Sofía desesperada no sabe qué hacer, pero busca alguna soga, o alguna rama larga, como había visto en las películas o dibujos animados. 
Todo esto sucede en segundos.
Hasta que Camilo logra estar de nuevo en tierra firme con Andrea. Se abrazan, se besan, se perdonan. Y con palabras casi sin aliento sueltan un…
Camilo: ¡TE AMO! Te juro que te amo.
Andrea: Lo sé, y yo te amo a ti.
Camilo: No quiero perderte, no quiero vivir sin ti.
Se abrazan más fuertes, mientras la lluvia… como si fuera precisa. Cae sobre ellos confundiendo sus lágrimas  con su agua.
Y una hélice se escucha cerca. Ambos elevan su mirada y han visto la salvación. Es un helicóptero de la policía que los ha estado buscando por largo tiempo  a Carla y a Miguel.  
 Ahora Sofía sonríe y estremece sus lágrimas, Julián Mira a su amada y regresa a ver el helicóptero con mirada de victima sufrida, mientras agarra una soga que le ofrece el policía desde lo alto.
Camilo y Andrea no se sueltan las manos para nada.
Las lágrimas son testigos, de un fuerte miedo que se sentía en esos seis cuerpos. Unos al borde del abismo sin salvación, los otros dos al borde del abismo sin sentido. Los seis cuerpos atravesaban sus relaciones, en distintas formas con la misma incógnita.
Esos que aman, aman hasta la muerte… esos que aman no desean alejarse, así existan obstáculos. Pero a veces la caída es la salida de la tormenta y otras veces estas a punto de caer y ya no hay salida para volver, porque sigues cayendo sin que te des cuenta.  

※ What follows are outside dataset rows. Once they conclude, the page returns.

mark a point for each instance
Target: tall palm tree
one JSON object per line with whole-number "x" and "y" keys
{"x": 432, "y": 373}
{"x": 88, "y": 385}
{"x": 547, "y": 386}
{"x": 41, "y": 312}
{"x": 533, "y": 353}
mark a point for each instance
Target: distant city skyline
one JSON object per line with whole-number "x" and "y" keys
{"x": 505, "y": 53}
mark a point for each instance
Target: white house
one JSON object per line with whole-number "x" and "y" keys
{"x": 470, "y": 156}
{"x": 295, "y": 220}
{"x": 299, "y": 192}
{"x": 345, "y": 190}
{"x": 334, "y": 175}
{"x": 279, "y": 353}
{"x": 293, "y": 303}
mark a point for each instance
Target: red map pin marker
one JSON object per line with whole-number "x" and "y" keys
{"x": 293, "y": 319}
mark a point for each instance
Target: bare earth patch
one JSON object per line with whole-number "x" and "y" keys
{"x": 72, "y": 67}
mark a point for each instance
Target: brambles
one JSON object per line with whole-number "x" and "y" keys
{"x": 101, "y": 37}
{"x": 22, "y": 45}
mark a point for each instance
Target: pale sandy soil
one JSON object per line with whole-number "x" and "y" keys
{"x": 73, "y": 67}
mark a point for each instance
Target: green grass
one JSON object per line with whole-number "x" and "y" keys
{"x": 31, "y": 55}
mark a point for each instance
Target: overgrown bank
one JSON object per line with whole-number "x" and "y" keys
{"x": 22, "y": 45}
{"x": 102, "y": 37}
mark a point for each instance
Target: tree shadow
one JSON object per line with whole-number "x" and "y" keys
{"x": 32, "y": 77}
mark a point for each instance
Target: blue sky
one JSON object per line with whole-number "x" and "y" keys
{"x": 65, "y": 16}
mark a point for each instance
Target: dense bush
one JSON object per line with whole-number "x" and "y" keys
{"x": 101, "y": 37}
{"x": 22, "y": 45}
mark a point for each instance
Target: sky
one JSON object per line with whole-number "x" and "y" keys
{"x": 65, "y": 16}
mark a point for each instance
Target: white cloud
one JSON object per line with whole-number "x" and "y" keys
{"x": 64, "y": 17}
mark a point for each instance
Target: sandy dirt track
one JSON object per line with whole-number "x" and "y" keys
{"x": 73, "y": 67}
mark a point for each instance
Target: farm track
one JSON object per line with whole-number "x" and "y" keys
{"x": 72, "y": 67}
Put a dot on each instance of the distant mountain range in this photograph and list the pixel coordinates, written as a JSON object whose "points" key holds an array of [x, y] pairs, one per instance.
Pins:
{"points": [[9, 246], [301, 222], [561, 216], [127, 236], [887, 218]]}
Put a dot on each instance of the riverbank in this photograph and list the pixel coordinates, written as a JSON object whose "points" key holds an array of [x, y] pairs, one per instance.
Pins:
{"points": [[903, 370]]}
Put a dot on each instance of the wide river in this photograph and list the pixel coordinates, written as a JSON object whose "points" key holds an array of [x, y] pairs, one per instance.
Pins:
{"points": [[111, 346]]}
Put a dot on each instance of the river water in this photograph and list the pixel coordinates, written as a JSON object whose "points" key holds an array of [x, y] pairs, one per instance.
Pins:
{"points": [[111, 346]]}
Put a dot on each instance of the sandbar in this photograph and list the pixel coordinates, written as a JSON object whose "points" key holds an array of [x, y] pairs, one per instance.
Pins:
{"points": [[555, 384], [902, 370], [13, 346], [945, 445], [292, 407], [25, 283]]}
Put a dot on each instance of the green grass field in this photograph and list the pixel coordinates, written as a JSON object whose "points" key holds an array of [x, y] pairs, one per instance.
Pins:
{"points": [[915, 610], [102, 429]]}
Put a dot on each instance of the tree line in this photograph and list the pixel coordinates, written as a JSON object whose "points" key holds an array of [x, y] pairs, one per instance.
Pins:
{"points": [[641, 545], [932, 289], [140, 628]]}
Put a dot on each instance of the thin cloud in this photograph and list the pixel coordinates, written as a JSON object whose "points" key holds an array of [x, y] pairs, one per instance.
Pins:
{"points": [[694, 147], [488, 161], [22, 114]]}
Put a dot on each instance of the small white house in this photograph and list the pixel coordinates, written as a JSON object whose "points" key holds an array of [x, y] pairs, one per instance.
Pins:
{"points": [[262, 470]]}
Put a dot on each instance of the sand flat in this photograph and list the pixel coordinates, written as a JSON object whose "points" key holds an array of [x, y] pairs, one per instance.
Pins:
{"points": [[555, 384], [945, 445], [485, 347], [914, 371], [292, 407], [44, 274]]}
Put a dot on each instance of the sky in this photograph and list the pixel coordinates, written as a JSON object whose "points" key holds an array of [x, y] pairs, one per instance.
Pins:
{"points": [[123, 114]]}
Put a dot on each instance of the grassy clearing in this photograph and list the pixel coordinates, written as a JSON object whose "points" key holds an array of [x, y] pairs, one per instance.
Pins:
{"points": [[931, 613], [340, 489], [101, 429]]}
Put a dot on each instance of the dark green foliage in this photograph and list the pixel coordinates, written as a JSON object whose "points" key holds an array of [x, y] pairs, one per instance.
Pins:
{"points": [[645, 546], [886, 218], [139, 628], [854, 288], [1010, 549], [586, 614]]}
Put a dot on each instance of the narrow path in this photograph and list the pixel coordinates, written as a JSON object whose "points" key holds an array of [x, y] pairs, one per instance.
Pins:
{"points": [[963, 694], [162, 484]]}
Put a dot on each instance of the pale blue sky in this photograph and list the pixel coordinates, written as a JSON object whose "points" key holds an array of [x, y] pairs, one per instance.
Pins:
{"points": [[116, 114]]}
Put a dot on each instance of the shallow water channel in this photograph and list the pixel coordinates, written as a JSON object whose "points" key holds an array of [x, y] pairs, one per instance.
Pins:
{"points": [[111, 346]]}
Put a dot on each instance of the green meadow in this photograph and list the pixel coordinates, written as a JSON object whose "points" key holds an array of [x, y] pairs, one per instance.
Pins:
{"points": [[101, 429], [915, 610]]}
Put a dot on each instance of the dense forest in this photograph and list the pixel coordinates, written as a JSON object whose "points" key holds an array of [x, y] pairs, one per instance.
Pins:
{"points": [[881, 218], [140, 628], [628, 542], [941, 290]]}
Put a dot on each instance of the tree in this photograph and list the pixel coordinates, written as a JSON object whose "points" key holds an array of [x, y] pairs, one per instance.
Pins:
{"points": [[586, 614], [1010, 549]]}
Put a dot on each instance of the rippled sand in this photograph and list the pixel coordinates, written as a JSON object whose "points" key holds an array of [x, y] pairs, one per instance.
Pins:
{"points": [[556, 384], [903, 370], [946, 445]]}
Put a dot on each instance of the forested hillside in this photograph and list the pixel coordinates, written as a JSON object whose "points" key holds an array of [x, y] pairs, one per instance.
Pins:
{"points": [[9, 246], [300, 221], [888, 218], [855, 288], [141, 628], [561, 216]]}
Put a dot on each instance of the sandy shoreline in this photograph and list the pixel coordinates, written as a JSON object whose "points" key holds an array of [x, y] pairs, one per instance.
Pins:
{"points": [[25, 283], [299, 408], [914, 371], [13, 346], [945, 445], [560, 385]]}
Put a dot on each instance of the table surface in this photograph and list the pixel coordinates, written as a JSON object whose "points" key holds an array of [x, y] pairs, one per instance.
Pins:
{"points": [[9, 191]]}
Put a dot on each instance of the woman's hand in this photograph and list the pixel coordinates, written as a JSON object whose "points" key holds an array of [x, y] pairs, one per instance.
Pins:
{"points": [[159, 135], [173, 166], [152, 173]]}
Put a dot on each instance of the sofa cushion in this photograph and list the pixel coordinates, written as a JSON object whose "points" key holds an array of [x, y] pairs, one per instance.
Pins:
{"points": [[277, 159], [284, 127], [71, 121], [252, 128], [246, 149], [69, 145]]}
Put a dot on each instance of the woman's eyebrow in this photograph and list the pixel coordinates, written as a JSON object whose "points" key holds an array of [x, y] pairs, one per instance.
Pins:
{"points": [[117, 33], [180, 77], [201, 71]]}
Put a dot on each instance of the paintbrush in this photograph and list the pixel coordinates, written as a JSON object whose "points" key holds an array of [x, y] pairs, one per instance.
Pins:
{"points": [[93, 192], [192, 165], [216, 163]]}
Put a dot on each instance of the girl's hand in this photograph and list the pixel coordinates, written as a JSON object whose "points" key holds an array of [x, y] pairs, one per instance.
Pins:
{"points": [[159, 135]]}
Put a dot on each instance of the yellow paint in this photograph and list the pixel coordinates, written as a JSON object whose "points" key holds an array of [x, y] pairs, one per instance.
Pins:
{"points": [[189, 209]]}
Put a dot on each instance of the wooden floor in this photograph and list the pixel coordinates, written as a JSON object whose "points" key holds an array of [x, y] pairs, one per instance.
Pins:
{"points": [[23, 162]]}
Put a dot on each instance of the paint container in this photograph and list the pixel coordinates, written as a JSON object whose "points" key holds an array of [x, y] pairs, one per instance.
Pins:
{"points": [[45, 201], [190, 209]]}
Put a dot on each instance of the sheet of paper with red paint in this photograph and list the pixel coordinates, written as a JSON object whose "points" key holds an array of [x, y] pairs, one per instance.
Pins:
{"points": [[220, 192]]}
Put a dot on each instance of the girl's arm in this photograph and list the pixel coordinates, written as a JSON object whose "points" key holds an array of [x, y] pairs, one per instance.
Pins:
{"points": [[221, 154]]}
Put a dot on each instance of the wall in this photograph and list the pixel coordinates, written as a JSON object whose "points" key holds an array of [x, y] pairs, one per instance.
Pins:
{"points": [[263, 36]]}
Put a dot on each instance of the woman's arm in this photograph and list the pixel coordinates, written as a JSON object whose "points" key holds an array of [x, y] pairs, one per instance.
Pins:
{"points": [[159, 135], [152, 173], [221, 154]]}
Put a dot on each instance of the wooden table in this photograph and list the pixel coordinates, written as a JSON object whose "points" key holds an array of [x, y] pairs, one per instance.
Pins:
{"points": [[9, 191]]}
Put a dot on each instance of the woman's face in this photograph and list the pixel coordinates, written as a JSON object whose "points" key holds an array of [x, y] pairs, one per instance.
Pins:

Que irónico ver a la gente desgastándose por amor. Mas irónico es que se amen de ese modo.
Todo en la vida es alegre si se tiene la vista hacia al frente y no hacia al abismo.
No sufran por amor, ámense a sí mismos y amen con locura. Pero sepan hacerlo bien, antes de que caigan en el abismo de la maldita costumbre.
Todo no puede llamarse amor, pero un amor no puede llamarse tu todo.